5 steps to building your own emergency fund

According to a study carried out in 2018, more than a quarter of British households have no emergency savings. This means that for 1 in 4 people, an emergency situation like an unexpected bill or a car breakdown would push them into debt. Building an emergency fund takes time and dedication, but it is an important step towards financial security.

If you are concerned about your ability to pay an unexpected bill, and want to start building your own emergency fund to act as a buffer between you and debt, then follow these five simple steps that will work no matter your income or your budget.

1.    Calculate your magic number

Before you start, you need to know how much money you are aiming to save and how long it will take you to save it. Having a solid figure in your head will help with motivation when times are tough, and give you a strong sense of achievement once accomplished. Most experts agree that your emergency fund balance should be able to cover anything between one to six full months of expenses, including: rent, bills, and miscellaneous costs.

Go through the last six months of your bank balance and calculate how much you spend each month, and then create a fixed number for your savings target and how much you can afford to set aside each month. This will also give you the time frame within which you will need to be saving.

2.    Be ruthless with your budget

This should be done alongside step one. When you are calculating your affordable monthly contributions, you should also be going through your budget to see where you can make savings.

If you are already operating on tight budget then this may not be possible, but by making savings in areas where you already spend money, and moving those contributions over to your emergency fund, you may find you are able to achieve your target balance in much less time.

3.    Automate your savings

Maybe you already try to set aside money each month but sometimes you forget to do it, or are overwhelmed with larger than expected bills. By automating your savings and setting aside a set amount each month, or week, into a separate account, you are achieving two things.

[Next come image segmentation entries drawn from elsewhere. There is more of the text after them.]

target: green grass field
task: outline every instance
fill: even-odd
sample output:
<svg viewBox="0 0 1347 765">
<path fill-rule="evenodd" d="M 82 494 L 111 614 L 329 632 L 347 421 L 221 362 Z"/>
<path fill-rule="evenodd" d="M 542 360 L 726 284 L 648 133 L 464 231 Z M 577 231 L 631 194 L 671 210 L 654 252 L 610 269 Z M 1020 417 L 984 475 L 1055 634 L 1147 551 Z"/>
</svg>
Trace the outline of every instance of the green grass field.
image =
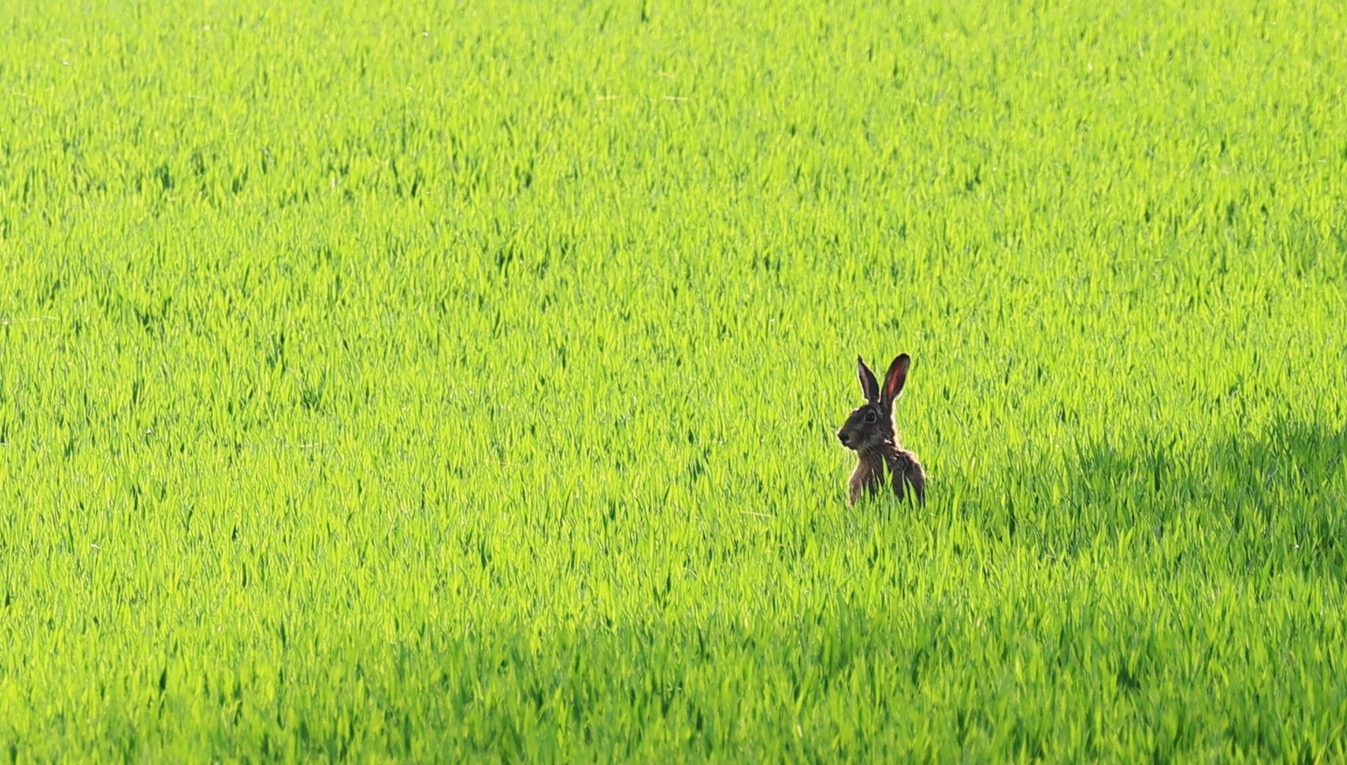
<svg viewBox="0 0 1347 765">
<path fill-rule="evenodd" d="M 0 761 L 1347 758 L 1344 51 L 0 0 Z"/>
</svg>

Firstly, you are saving money, which is what you need to be doing, but secondly, you are treating savings as a “fixed cost” in your budget, which cannot be altered or ignored. By doing this you are also actively retraining your mental attitude towards saving and making it a habit.

4.    Put it out of reach

Once you have decided your target, and set up your automated weekly savings amount then be sure to put this money somewhere out of reach. It should not be left in your main current account, as this may tempt you to spend it.

Instead, it should sit in a different savings account that you have dedicated solely to this purpose. If you put it into a general savings account with money for other goals (such as holiday money or a wedding fund), then you run the risk of dipping into your account too often and spending it on other things.

5.    Get to grips with your debt

There are many different schools of thought about the best way to balance debt payments and savings. Some suggest you need to pay off your debt before you can start to save, whilst others advocate doing the two in tandem.

What’s most important for you when building your emergency fund is that you have a handle on your debt and are able to pay it off without falling victim to ever increasing interest payments. Furthermore, you need to make sure that you are not driving yourself into debt on a monthly basis by trying to find money to put towards your emergency fund savings. All your contributions should be made within your income, and should not push you to exceed it in any way.